Barafustava por lhe dar um, que declarasse o que fora antes de
pertencer a cavaleiro andante; pois era coisa muito de razão que,
mudando o seu senhor de estado, mudasse ele também de nome, e o
cobrasse famoso e de estrondo, como convinha à nova ordem e ao
exercício que já professava; e assim, depois de escrever, riscar, e
trocar muitos nomes, ajuntou, desfez, e refez na própria lembrança
outros, até que acertou em o apelidar Rocinante, nome (em seu
conceito) alto, sonoro, e significativo do que havia sido quando não
passava de rocim, antes do que ao presente era, como
quem dissera que era o primeiro de todos os rocins do mundo.
Posto
a seu cavalo nome tanto a contento, quis também arranjar outro para
si; nisso gastou mais oito dias; e ao cabo desparou em chamar-se D.

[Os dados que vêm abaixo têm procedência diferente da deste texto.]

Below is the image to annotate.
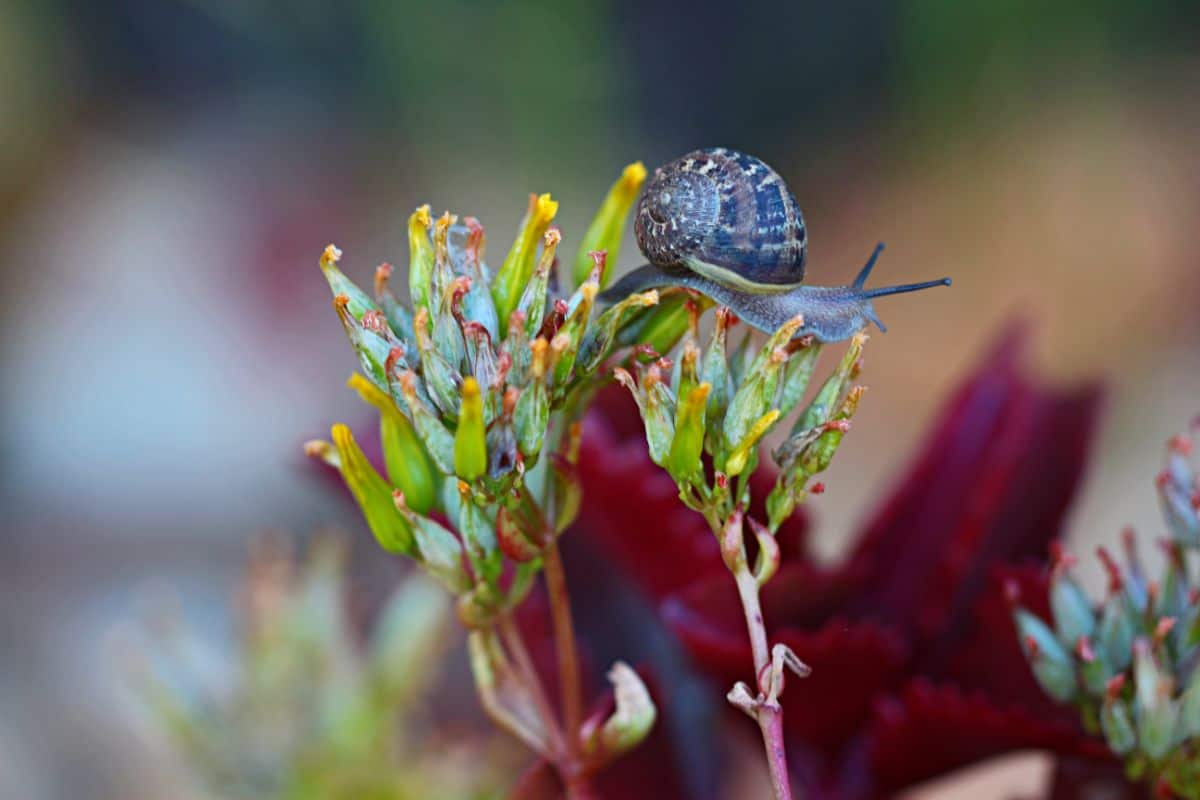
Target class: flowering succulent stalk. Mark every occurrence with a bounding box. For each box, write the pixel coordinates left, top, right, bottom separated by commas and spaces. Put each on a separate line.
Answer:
1010, 424, 1200, 798
614, 299, 866, 798
306, 163, 659, 794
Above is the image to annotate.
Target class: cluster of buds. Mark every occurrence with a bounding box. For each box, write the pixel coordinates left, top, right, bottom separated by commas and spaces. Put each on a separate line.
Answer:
614, 302, 866, 568
121, 539, 496, 799
306, 163, 662, 775
1010, 424, 1200, 798
306, 163, 658, 627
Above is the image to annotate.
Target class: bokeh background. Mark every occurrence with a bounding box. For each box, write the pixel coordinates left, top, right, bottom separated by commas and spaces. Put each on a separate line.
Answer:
0, 0, 1200, 798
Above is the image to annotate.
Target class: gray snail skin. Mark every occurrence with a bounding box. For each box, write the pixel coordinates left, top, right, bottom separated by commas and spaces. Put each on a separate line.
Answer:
601, 148, 950, 342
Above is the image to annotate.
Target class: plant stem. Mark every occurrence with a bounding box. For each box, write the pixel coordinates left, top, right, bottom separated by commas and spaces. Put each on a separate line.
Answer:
499, 613, 565, 759
542, 541, 592, 800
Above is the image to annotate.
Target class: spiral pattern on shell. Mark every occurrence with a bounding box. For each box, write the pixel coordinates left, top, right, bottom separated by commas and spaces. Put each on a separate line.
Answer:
634, 148, 808, 291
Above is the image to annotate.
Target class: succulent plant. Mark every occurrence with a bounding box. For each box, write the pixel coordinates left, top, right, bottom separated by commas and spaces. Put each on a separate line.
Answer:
1012, 424, 1200, 798
136, 539, 512, 800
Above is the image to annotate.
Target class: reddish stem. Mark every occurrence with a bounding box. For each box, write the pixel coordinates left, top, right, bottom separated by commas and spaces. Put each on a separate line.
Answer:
544, 541, 593, 800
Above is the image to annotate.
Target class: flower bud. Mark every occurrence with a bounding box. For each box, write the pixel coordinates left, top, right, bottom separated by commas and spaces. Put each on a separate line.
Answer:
392, 489, 470, 595
725, 315, 804, 450
394, 371, 455, 475
492, 194, 558, 333
574, 161, 646, 289
1050, 558, 1096, 646
1013, 608, 1078, 703
331, 425, 415, 555
320, 245, 379, 321
613, 365, 674, 467
666, 384, 712, 483
408, 205, 436, 331
509, 228, 563, 339
577, 289, 659, 374
1133, 639, 1180, 760
1100, 699, 1138, 756
347, 374, 440, 513
454, 378, 487, 481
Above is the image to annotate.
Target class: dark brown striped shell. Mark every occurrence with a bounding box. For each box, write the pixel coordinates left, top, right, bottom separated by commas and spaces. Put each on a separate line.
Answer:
634, 148, 808, 291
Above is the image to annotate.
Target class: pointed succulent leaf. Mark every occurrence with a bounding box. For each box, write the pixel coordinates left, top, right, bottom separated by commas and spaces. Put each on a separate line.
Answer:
725, 405, 779, 476
576, 289, 659, 374
1013, 608, 1078, 703
492, 194, 558, 335
395, 371, 455, 475
667, 384, 712, 483
347, 374, 440, 513
320, 245, 379, 321
574, 161, 646, 289
392, 489, 470, 595
331, 425, 414, 555
1050, 565, 1096, 646
792, 332, 868, 433
408, 205, 437, 324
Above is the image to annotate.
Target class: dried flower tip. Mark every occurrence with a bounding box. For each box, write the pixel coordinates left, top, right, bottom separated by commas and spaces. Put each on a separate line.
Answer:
319, 245, 342, 267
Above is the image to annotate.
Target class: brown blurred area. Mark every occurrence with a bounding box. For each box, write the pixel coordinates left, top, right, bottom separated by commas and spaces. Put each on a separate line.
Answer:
0, 0, 1200, 798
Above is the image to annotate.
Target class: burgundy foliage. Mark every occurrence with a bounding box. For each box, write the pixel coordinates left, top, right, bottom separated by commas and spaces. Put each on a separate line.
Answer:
568, 329, 1120, 799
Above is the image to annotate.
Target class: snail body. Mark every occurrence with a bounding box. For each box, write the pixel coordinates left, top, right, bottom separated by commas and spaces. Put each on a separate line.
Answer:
604, 148, 950, 342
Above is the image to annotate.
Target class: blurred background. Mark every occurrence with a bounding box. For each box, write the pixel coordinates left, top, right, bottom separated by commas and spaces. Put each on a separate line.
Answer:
0, 0, 1200, 798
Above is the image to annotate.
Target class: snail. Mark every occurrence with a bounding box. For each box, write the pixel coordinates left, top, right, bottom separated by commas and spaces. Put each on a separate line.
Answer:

Quixote; do que (segundo dito fica) tomaram ocasião alguns autores
desta verdadeira história para assentarem que se devia chamar
Quijada e não Quesada, como outros quiseram dizer.
Recordando-se
porém de que o valoroso Amadis, não contente com chamar-se Amadis
sem mais nada, acrescentou o nome com o do seu reino e pátria, para
a tornar famosa, e se nomeou Amadis de Gaula, assim quis também ele,
como bom cavaleiro, acrescentar ao seu nome o da sua terra, e
chamar-se D. Quixote de la Mancha; com o que (a seu parecer)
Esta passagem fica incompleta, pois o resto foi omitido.